Three players of direct interest to the Sixers represented their countries in these tournaments: Dario Saric (Croatia), Nik Stauskas (Canada), and Furkan Aldemir (Turkey). For the sake of time, Furkan A averaged 3.2 points and 3.7 rebounds in six games. Now, let’s get caught up on how the other two guys did:

Dario Saric, Croatia

Per-Game Stats: 28.7 minutes, 9.7 points, 6.3 rebounds, 2.7 assists (2.8 turnovers, 0.7 steals, and 0.5 blocks, 44.7 FG%, 26.7 3P%.

Highlight Plays:

Recap: As you can see, Saric had a few moments of brilliance in this tournament, but it’s fair to say that the 21-year-old was at least one of the many reasons that Croatia fell apart at the end and bowed out in the Round of 16. Take a look at his game log:


The three-game stretch in the middle was excellent, especially for someone as young as Saric. It’s important to remember that he is in a difficult position at the international level, matching up against older players while handling a lot of responsibility. What Saric does during the club season at Efes is much more important than Eurobasket. If he is making a mess of Croatia’s spacing (which happened a few times), it’s more excusable when the team doesn’t play together year-round.

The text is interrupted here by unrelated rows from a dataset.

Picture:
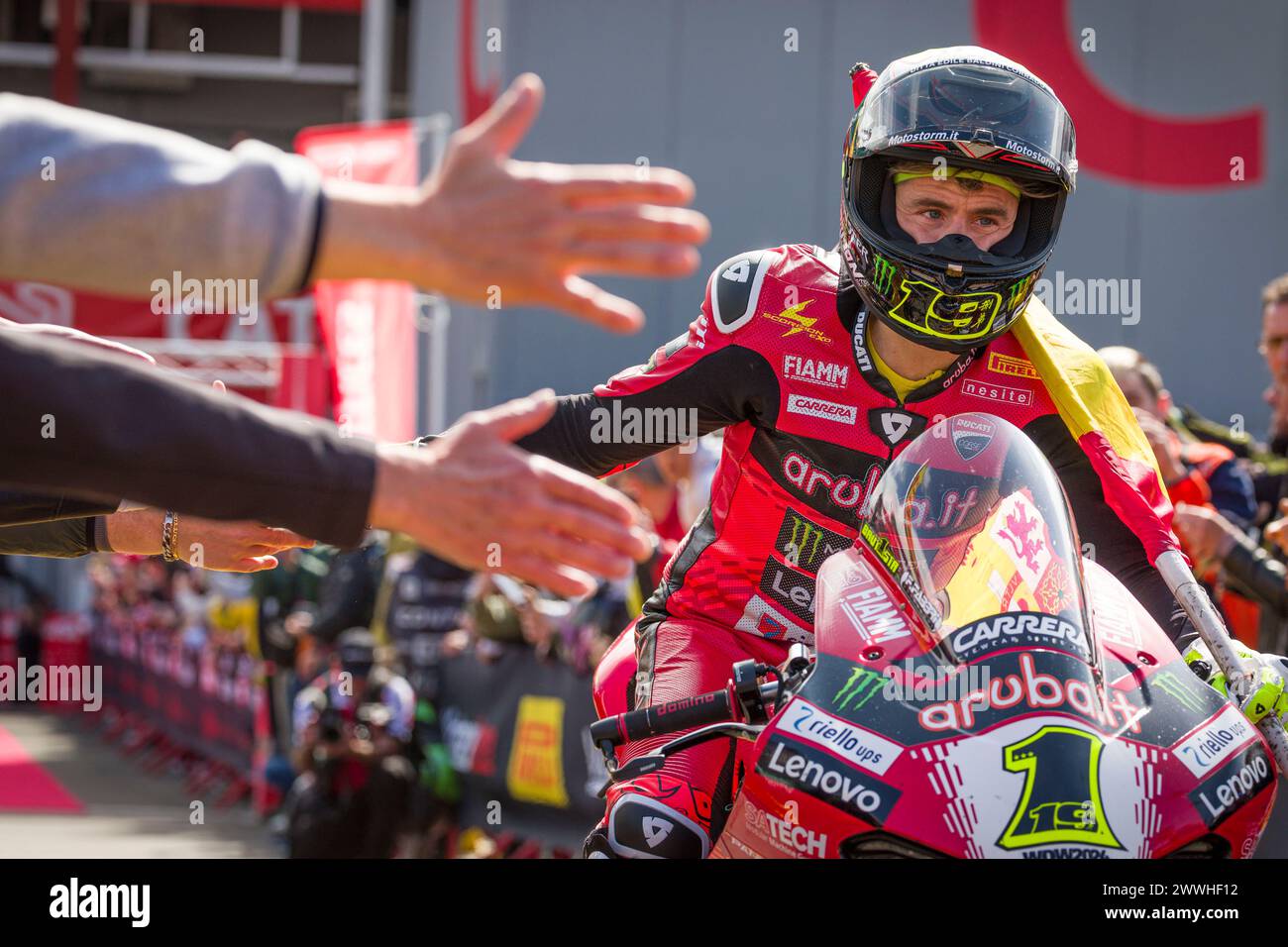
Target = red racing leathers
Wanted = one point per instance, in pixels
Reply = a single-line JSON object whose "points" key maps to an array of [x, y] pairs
{"points": [[778, 360]]}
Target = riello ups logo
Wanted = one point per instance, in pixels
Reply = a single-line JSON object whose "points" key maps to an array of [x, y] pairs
{"points": [[535, 774]]}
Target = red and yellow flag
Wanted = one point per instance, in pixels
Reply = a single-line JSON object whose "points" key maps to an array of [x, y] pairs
{"points": [[1100, 420]]}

Still, Saric definitely played poorly in his last two games against not-so-great competition. Going forward, his jumper and defense are what interest me most. Saric shot 33 percent from deep combined in the Turkish League and Euroleague last season, and it would really help his stock if he could bump that percentage up a few ticks. More respect from opposing defenses out on the perimeter could open up his playmaking skills. And on the other end, what position in the NBA does he guard?

Recently, Saric told a Croatian newspaper that he plans on coming to Philly next year. That doesn’t make a ton of financial sense for him on the surface, but we’ll see. Regardless, I’m intrigued to watch more of Saric this season in Turkey.

Nik Stauskas, Canada

Stats: 13.8 points, 48 3P%. Sorry, that is all I could find. 

Highlight Plays:

Recap: Throughout the tournament, Stauskas had a lot of wide-open three-pointers like in the Vine directly above. He made good use of them. Check out how efficient he was compared to everyone else:

Canada was shocked in the semifinals by a Venezuelan team with no NBA players (and the refs, kind of), so they will have to try to qualify for the Olympics again next year. Like Saric, it’s best not to put too much stock into Stauskas’ performance. Canada head coach Jay Triano did have good things to say about his defense:

“I’ve been more impressed with the way he’s guarded than anything else,” Triano said. ”He’s been super active, he’s bought into our system, he knows where to be, he doesn’t make very many mistakes and he always gives you great effort. That kept him on the floor long enough to find his offensive game.”

Defense is certainly a weakness for Stauskas, so he will have to buy in and expend a lot energy to become passable. At the risk of making the obvious white three-point shooter comparison, J.J. Redick is a good example of someone who improved on that end in the NBA to the point where he’s not hurting his team anymore.